I for one do not think that is a bad thing, as it allows individuals to expand their area of expertise and to pick up new skills along the way. From a Facilities Management perspective, many of those in the industry now take on responsibility for running projects, whereas perhaps in the past there would have been a dedicated Project Manager.

Don’t feel daunted by the buzz words

There are lots of Project Management buzz words that are good to know but might have you in a spin at first. We have pulled together a whistle stop glossary of the ones to keep front of mind when managing a project.

Glossary

1. Assumptions – Since you can’t know everything about the environment in which your project operates, assumptions allow you to set the context along with estimates for those assumptions.

2. Constraints – There are limitations which are outside of the control of the project team. An example would be a resource constraint.

3. Critical Path – This is the core sequence of events that need to be completed to deliver the project.

4. Deliverable – These are outcomes that will be produced by the project. An example might be a signed contract in place with a third party supplier.

5. Gantt Chart – These are pictorial ways to show the project timeline, deliverables, and resources. They are often constructed in Microsoft Project, but there are other tools available.

6. Issue – A problem which may impact upon delivery of the project.

7. Project Definition – Before a project is commenced a project definition should be written which outlines the objectives, scope, deliverables, risks, and assumptions. This document is usually signed off by the Project Sponsor.

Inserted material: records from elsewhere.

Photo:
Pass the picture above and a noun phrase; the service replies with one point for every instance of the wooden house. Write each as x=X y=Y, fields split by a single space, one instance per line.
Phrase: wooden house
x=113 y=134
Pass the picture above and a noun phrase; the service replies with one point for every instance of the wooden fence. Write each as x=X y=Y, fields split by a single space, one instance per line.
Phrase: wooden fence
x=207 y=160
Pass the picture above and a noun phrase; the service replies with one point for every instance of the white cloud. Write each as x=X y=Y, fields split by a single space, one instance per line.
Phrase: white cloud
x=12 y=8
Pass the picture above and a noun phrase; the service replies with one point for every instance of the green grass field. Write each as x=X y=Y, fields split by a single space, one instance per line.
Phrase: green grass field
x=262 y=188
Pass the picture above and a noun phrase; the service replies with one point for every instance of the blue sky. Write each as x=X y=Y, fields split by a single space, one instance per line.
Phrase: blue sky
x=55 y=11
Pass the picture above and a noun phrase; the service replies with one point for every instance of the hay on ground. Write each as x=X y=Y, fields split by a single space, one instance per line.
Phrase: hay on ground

8. Project Phase – Larger projects may be broken down into phases.

9. Requirements – These are descriptions of what the product or service should deliver. For example, if the project was for the replacement of the CCTV cameras, a requirement might be that the new model is 50% smaller than the currently installed cameras.

10. Risk – A risk is something that could negatively impact the project if it were to happen, i.e. if it were to become an issue. Usually you would look at the probability of it occurring, and the potential impact if it did happen. You can then decide if any action such as mitigation needs to be taken.

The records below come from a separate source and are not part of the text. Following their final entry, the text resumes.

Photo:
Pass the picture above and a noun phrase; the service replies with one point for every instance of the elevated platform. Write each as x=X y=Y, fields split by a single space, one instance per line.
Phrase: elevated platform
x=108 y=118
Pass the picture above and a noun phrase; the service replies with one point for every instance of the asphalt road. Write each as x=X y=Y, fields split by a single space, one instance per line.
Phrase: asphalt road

11. Scope – This is the boundaries of the project, i.e. what you will be working on, and what you won’t be. In the CCTV example, in scope might be building floors 1-10, but 11-20 are out of scope. This allows you to avoid project creep which could impact delivery of the critical path. 

Summary

There are many more concepts and terms within Project Management, but this should have given you a good introduction. Some Facilities Managers do decide to undertake a qualification such as Prince 2, and this could be something worth investigating if you enjoy that side of the role.